There are two use cases that we are covering with Lambdas right now at TangoCode: Restful APIs for microservices and one-time processing tasks for distributed batch processes.
The verdict is in: AWS Lambdas have done their job. They fit perfectly in these use cases and provide the scalability we need at the cost we expect for our clients. That said, though, there is no such thing as a perfect technology that has all the tools and does all the work Software Engineers need.
Because of that, I’m here to discuss an alternative to AWS Lambdas: using ECS and Docker containers to mitigate some limitations such as cold-start (This technology has improved drastically, but there may still be some scenarios where you need close to real-time responses), capacity and timeout limits, and the development experience.
First, some context …
Elastic Container Service (ECS) is a container orchestration service that supports Docker. ECS comes with several components that make this orchestration happen. These include the following:
- Cluster. A Cluster is how AWS groups services or tasks inside ECS.
- Task Definition. The task definition contains a description of how a task should launch. It has information such as which container image to use, the capacity allocated for this container (CPU, Memory), and many other configurations that are available for a Docker container.

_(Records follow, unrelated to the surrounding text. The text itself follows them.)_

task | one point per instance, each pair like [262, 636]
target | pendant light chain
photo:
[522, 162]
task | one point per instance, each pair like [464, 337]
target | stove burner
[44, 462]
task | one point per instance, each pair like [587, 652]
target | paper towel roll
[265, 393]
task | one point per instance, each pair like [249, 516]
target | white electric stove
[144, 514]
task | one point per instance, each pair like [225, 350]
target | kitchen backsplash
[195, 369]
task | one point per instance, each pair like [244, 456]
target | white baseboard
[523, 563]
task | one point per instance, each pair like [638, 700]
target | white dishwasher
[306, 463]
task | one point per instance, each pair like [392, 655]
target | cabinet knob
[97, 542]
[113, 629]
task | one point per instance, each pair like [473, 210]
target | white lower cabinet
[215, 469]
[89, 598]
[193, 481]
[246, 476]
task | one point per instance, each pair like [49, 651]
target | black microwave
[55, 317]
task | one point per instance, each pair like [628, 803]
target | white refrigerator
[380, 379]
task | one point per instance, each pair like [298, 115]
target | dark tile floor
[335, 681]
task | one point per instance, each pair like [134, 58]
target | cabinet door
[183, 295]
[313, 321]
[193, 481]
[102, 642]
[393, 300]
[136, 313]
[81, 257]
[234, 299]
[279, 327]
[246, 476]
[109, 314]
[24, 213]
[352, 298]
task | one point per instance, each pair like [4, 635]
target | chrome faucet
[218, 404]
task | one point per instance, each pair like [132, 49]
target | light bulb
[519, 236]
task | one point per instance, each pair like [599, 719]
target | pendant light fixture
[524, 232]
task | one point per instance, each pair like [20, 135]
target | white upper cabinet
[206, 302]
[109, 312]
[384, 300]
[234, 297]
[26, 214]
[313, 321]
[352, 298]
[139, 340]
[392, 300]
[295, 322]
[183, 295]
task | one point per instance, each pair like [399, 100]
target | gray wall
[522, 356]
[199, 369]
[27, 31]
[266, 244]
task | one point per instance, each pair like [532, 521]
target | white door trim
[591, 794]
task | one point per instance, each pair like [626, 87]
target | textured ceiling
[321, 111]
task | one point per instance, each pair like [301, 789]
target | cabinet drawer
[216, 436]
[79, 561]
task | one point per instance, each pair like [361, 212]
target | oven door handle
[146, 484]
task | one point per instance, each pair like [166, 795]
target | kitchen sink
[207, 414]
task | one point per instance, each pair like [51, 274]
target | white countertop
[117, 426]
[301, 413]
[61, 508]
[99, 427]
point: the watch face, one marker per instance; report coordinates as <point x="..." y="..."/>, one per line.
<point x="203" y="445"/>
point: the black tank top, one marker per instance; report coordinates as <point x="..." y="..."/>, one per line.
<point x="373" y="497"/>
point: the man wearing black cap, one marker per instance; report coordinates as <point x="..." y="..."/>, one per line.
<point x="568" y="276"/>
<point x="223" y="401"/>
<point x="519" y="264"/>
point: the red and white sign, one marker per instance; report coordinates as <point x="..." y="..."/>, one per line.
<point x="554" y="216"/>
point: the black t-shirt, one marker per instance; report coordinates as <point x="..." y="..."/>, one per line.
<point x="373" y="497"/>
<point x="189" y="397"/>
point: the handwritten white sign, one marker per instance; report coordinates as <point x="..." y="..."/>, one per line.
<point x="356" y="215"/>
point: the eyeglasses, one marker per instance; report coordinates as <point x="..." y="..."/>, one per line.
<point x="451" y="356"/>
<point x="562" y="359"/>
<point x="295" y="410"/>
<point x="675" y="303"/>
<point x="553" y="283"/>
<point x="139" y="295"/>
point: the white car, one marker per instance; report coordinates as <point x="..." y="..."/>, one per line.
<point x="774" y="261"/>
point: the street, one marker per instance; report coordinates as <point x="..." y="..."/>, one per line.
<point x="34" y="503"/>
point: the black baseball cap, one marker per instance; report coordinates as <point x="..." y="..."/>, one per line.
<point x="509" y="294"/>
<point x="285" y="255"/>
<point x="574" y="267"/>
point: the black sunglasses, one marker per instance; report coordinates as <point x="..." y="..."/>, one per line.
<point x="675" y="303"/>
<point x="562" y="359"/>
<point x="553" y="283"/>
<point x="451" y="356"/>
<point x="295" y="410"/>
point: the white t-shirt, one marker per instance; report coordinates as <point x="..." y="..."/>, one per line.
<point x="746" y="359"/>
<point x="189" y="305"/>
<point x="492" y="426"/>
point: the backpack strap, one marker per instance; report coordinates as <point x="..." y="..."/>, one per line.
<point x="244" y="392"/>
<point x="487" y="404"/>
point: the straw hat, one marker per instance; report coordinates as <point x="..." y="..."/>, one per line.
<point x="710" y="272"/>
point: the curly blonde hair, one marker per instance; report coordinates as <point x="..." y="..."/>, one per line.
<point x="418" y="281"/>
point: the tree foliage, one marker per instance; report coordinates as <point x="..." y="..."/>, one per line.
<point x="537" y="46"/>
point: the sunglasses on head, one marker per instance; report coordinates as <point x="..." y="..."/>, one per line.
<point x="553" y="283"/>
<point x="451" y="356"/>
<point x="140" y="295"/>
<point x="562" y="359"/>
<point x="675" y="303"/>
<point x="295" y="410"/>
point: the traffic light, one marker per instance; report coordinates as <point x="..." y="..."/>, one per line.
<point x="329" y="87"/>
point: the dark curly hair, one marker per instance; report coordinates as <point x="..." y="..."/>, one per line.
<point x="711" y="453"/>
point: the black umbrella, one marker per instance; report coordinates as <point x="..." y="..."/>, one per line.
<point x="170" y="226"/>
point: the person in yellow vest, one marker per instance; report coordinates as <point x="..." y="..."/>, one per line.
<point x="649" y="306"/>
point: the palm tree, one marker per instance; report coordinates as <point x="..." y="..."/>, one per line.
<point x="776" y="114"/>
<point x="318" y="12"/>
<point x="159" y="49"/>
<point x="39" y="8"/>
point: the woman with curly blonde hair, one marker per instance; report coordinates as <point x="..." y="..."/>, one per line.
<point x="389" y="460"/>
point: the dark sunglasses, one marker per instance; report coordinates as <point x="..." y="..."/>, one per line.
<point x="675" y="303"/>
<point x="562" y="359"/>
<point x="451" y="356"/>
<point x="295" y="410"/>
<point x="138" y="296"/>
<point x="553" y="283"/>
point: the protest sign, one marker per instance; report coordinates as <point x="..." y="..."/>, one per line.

- ECS Task. Is a running container that is launched based on the configuration from the Task Definition. A task should belong to a Service when it is a long-running task. A software component that constantly fetches the messages from a queue when available is a great example. A task can be configured on its own to run short jobs that will exit and won’t be re-launched again, such as a scheduled cronjob.
- Service. A Service controls a group of long-running tasks and ensures everything is going according to the configuration. If a task becomes unhealthy, the service is in charge of stopping it and launching a new one to maintain the desired running task number.
- Fargate. Fargate is an AWS service for ECS that allows us to focus on designing and implementing our applications without managing any server. A Task can run as EC2 or Fargate type. On EC2 tasks types, we will have to take care of scaling the instances where the containers are running, this is not the case if you use Fargate.
- Elastic Container Registry (ECR). Is the service that allows us to upload our Docker container images and keep them in our AWS account. It is like a Docker Hub by AWS.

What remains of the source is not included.